My new article on Linkedin “Home Sweet (Virtual) Home”
“A new form of digital currency is apparently moving into the world of real estate,” reported Fox Business on March 21. “The result,” continued the story, “is that a homebuyer just bought a piece of property that they can never actually live in.” The virtual house, created with a new form of block-chain technology called Non-Fungible Token (NFT), cost more than 500,000 very real US dollars.
Even more uncanny is the Reuters story that “A digital artwork by humanoid robot Sophia was sold at auction … for $688,888 in … the latest sign of a frenzy in the NFT art world.” Indeed, virtual reality is taking over.

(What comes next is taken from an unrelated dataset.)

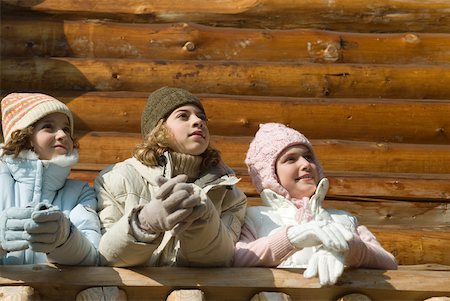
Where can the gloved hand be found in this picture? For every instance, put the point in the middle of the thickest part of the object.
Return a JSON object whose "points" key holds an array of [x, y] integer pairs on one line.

But if you think about it, everything is virtual. When you look at how people lived fifty or sixty years ago, was their entertainment not largely virtual? They would come home from work and relax on the couch with a book or watch TV. The world they drifted to was virtual, invented by the author or the scriptwriter.
If they went to the theater, the movie presented a virtual world that existed only as long as the movie played on, and even then it was real only to the extent that the people in the theater “bought” the story. Yet, the money people paid to go to the movies or buy a book was real money. So in fact, nothing has changed but the means; the illusion is the same.
While our pastime has always relied on illusion, it yielded something very real: feelings. We may never know whether what we perceive is truly as we perceive it or perhaps it is some sort of an illusion, but we can always tell what we feel, and this is really all we care about (even if we don’t admit it). Feelings govern us; they decide what we do, and we spend our lives looking for ways to feel good. If we feel good, life is good; if we feel bad, so is life.
When something makes us feel good, we don’t care if it is physical or virtual; as long as we enjoy it, we want it. If I have half a million dollars to spend on feeling good, and a virtual home will give me that good feeling, there is no reason whatsoever not to spend it.
Therefore, we shouldn’t patronize people who spend a fortune on virtual art, or spend hours in virtual games. After all, we, too, are governed by our feelings. This is the real lesson we should learn from people’s willingness to purchase a house where they will never set foot.